Throughout the world, 235 million people suffer from asthma, and it is considered one of the most common chronic diseases among children. The theme for this year’s World Asthma Day on May 6, 2014 is “You Can Control Your Asthma.” Health care providers will aim to help those with asthma and their friends and family to create an asthma management and prevention plan to get their chronic condition under control.

Last year’s World Asthma Day efforts were directed toward allergy awareness and education guides for physicians to help build knowledge bases for earlier allergy diagnosis. About 70 percent of asthmatics have allergies, which is why implementing an education plan for physicians is key to asthma awareness and care.

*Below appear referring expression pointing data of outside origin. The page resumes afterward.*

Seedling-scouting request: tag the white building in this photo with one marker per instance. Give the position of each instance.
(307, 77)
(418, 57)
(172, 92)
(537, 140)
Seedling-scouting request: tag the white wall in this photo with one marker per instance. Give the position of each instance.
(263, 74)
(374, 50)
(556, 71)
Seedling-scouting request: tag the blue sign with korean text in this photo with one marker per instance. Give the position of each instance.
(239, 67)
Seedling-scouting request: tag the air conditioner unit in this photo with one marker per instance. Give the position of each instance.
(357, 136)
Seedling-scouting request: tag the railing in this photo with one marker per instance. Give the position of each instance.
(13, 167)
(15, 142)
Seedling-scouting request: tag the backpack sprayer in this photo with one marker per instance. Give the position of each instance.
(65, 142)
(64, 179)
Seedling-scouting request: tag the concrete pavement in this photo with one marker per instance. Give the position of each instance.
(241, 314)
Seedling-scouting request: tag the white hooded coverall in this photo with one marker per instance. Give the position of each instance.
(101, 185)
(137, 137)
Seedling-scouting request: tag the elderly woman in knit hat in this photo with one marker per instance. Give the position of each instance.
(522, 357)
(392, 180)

Those without asthma tend to take for granted how easy it is to breathe every day without having to worry about grabbing an inhaler or noting the weather before they walk out the door. The simple transfer of oxygen and carbon dioxide gases becomes difficult for the typical asthmatic. The gases will normally move in through the nose or mouth into the windpipe, through the airways, and expand into the lungs. However, the bronchial lining will inflame and become swollen for those with this lifelong condition.

More than 6.8 million U.S. children currently have asthma, according to the Centers for Disease Control and Prevention. In 2010, three out of five U.S. children suffering from asthma had experienced one or more asthma attacks in a 12-month period, according to the American Academy of Allergy Asthma & Immunology. During an asthma attack, also known as asthma exacerbation, airways become swollen and inflamed, and the muscles around the airways contract, leaving only a straw’s worth of breathing room.

Sometimes when people experience an attack, their swollen airways produce extra mucus, which only makes it rapidly more difficult to breathe. The person may wheeze, cough, and describe feeling tightness in their chest.

When an asthma attack occurs, follow the step-by-step Asthma Action Plan created by you and your doctor, and tell your close friends and relatives what to do in case of an emergency. Each plan is specially designed for each individual and depends entirely on their condition, age, and disease severity.

Follow the general steps provided by the American Lung Association:

  1. Control your asthma by recognizing your signs and symptoms. Notice your warning signs such as feeling chest tightness, wheezing, shortness of breath, coughing, congestion, and less airflow from lungs.
  2. Control your asthma by recognizing and avoiding your asthma triggers. Common asthma triggers include allergies, dust, illness, cigarette smoke and air pollution, exercise, fumes, stress, and weather conditions.
  3. Control your asthma by taking your medicine as prescribed. Follow your physician’s instructions and take your quick-relief medicines, such as an inhaler or nebulizer, which is one of the quickest and safest ways to inhale medication straight to your lungs where you need it most. Medications also come in the form of pills, powders, liquids, sprays, or shots.
  4. Control your asthma by knowing what to do in an asthma attack. It’s important not to panic, take your medicine, try to control your coughing, and seek emergency medical help if the medicine doesn’t alleviate symptoms. Always know your physician’s name and phone number in case you can’t get your asthma under control.
  5. Control your asthma by asking questions and staying informed. Understand your asthma and don’t be afraid to tell your physician your concerns.
  6. Control your asthma by having a support team. Let your family, friends, physician, nurse, classmates, and co-workers know your asthma attack plan because immediate treatment is crucial.

“If you can’t move air in and out of your lungs and you constrict that airway and you cannot get it open with pharmacological agents then it becomes a deadly disease, a fatal disease,” said Dr. James Kiley, director of the Division of Lung Diseases at the National Heart, Lung, and Blood Institute. “We’re very, very fortunate that not very many people die from asthma and we’ve been absolutely thrilled that the mortality from asthma is going down despite the fact that more people are being diagnosed with the problem.”

The severity of asthma is very much demographically influenced, as 80 percent of asthma deaths occur in low and lower-middle income countries, according to the World Health Organization.

It’s still unknown why the number of people with asthma continues to grow, with one in 12 people recorded with asthma in 2009, compared to the one in 14 in 2001 in the United States. Internationally, it is estimated that the number of people with asthma will grow by 100 million more in 2025.